Wendy: Let me sew it on for you. … Oops I touched you.
Peter: Huh? Hey! Look! My shadow. Oh, I'm so clever. Oh the cleverness of me.
Wendy: And of course, I did nothing.
Peter: That's right. Girl!
Song - I Gotta Crow
When you just gotta go... err, I mean, crow

Wendy: Oh, Peter! You're just like Bieber! I just gotta kiss you. Do you know what that is?
Peter: I'll know when you give me one.
She hands him a Hershey's Kiss-shaped thimble. He gives her an acorn.
Peter: I think I like these kisses.
Then he talks about running away to his secret place. He asks Wendy to believe him about it. She so willingly does.
Song - Neverland

Then he introduces Tink, the jealous fairy. Every time a child says he doesn't believe in fairies, another one falls dead. Tink says Wendy is an ugly girl. Tink is right on! Wendy tries to get a kiss again, but Tink foils her evil plans by pulling her hair. Wendy gets an attitude. Peter just sighs, “Girls.” Ugh. Peter changes the subject by asking how the story Cinderella ends. He offers Wendy to come fly with him to Neverland, to tell the Lost Boys all the stories, since they are lonely and have “no female companionship.” Obviously, Mrs.
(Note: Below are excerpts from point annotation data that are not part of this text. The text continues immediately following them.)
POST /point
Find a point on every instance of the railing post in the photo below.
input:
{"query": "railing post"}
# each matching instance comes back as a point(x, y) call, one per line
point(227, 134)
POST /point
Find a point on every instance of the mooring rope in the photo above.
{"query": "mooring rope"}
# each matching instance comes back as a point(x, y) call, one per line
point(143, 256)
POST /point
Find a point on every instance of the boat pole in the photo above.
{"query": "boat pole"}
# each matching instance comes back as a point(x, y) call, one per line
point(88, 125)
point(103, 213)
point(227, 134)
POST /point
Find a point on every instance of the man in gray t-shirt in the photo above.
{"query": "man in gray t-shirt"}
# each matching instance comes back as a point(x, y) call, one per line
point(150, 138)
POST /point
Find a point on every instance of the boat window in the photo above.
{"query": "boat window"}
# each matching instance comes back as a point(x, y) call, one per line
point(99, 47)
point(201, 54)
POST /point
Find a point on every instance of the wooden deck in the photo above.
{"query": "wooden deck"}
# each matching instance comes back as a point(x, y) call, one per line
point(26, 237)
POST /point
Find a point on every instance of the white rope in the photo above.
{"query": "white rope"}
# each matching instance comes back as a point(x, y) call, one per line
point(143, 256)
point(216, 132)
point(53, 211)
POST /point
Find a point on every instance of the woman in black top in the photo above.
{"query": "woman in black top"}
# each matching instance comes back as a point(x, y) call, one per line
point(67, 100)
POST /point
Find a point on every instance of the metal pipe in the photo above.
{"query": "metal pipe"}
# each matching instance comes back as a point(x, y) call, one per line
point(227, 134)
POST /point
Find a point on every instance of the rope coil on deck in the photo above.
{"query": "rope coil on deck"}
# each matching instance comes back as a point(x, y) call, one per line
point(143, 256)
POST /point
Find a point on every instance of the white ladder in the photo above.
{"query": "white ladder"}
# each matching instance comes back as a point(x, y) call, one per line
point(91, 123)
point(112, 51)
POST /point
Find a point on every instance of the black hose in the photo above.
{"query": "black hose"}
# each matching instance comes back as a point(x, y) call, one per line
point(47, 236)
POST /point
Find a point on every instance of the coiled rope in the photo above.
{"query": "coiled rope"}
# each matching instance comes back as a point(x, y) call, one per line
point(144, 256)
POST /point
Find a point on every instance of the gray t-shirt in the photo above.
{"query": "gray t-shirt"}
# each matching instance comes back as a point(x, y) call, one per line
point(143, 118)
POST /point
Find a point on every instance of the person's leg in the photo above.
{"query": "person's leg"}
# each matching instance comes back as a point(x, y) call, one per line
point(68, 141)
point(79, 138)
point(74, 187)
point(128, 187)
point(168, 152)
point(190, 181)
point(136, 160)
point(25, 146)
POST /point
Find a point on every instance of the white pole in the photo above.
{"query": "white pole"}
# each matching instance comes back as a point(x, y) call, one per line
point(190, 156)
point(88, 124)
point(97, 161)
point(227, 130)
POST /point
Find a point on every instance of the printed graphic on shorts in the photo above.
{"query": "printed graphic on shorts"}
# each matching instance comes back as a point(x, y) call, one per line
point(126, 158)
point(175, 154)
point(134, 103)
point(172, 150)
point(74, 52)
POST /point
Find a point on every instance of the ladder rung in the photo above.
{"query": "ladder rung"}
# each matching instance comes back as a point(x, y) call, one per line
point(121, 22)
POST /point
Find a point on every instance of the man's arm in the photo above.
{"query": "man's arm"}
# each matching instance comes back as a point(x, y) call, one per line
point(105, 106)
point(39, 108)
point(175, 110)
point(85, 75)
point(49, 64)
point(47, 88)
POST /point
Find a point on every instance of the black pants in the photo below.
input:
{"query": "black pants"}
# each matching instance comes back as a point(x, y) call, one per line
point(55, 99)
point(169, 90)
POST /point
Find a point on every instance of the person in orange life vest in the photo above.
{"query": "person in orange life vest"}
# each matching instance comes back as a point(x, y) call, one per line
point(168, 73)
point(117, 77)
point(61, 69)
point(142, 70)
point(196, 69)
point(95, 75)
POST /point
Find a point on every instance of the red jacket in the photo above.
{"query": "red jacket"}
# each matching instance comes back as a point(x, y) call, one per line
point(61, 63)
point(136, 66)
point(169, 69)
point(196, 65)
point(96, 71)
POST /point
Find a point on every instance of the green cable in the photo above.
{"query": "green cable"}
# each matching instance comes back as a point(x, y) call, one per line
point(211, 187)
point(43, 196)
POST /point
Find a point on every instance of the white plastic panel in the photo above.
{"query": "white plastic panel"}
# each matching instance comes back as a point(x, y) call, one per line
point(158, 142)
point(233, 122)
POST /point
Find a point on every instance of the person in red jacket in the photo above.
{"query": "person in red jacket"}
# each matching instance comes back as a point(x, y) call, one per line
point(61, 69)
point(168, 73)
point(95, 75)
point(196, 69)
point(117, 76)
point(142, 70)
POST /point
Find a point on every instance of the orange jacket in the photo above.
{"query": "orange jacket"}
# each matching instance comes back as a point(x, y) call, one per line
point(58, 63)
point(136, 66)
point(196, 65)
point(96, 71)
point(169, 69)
Darling never warned Wendy about sexual predators who kidnap pretty young girls, so Wendy excitedly agrees.
Song - I'm Flying

Peter teaches all three kids to fly by sprinkling some illegal “fairy dust” on them and telling them to “think lovely thoughts”.
Wendy: The Frozen DVD!
John: Xbox One!
Michael: Hot Cheetos!
Wendy: Affordable healthcare!
John: Rise in minimum wages!
Michael: Hot Cheetos!
Peter: No, Michael, LOVELY thoughts
Michael: Ariana Grande!
Peter: Good!

Bingo! Michael is the first to rise up, arms and legs flailing. The others soon follow, and Peter leads them toward the not-large-enough bay window that magically opens, taking the top of the wall with it. That's gonna be a bother to replace. Out in the starry night sky, they fly towards Neverland. 
Kidnapping is a Felony. Just sayin'.